小宮(2006)は「発見力=ものが見える力」だという。普段私たちは、見えているようで何も見えていないことのほうが多い。何万回見ても、見えないものは見えない。なぜならば、見るということは、カメラで写すこととは違い、自分の関心があるものだけを選択して見ているからである。例えば、歩行者の信号機の赤色は上か下か。ローソンの看板やロゴはどんなかたちか。身近な女性が髪を切ったときに気づいているか。私たちは、見ているようで実は見ていないことのほうが多いのである。


そこで小宮は、ものが見えるようになるにはどうすればよいかを説く。それはまず「関心を持つ」ことである。関心を持てば、それに注意するようになり、全体像なり、なんらかが見えてくるという。次に、「何を見るか」というポイントを押さえることである。分解して、見るポイントを絞る。関心を持つターゲットを絞ると見えやすくなるのである。そして「仮説を持って見る」ことである。

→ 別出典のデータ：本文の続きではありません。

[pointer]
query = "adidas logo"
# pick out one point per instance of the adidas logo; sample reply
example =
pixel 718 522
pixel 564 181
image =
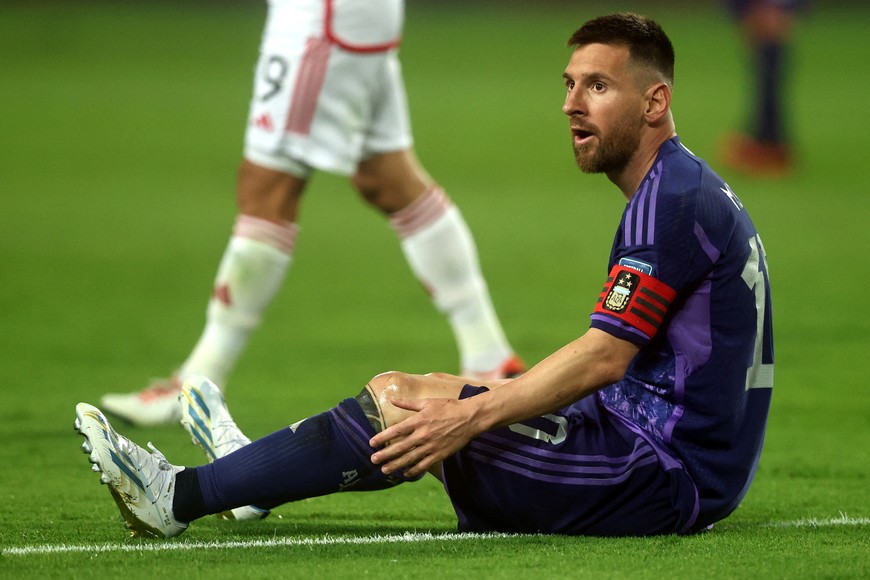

「こうではないだろうか」「こうかもしれない」という仮説を持って見るということは、ものを見る際の判断基準を持つということなのだという。


つまり「幅広く関心を持ち、見るべきポイントを絞って、仮説を立てながら見る」ことによって、他の人よりもたくさん、ものが見えるようになってくるのである。それが、発見力、発想力、創造力、問題解決力などにつながっていくのである。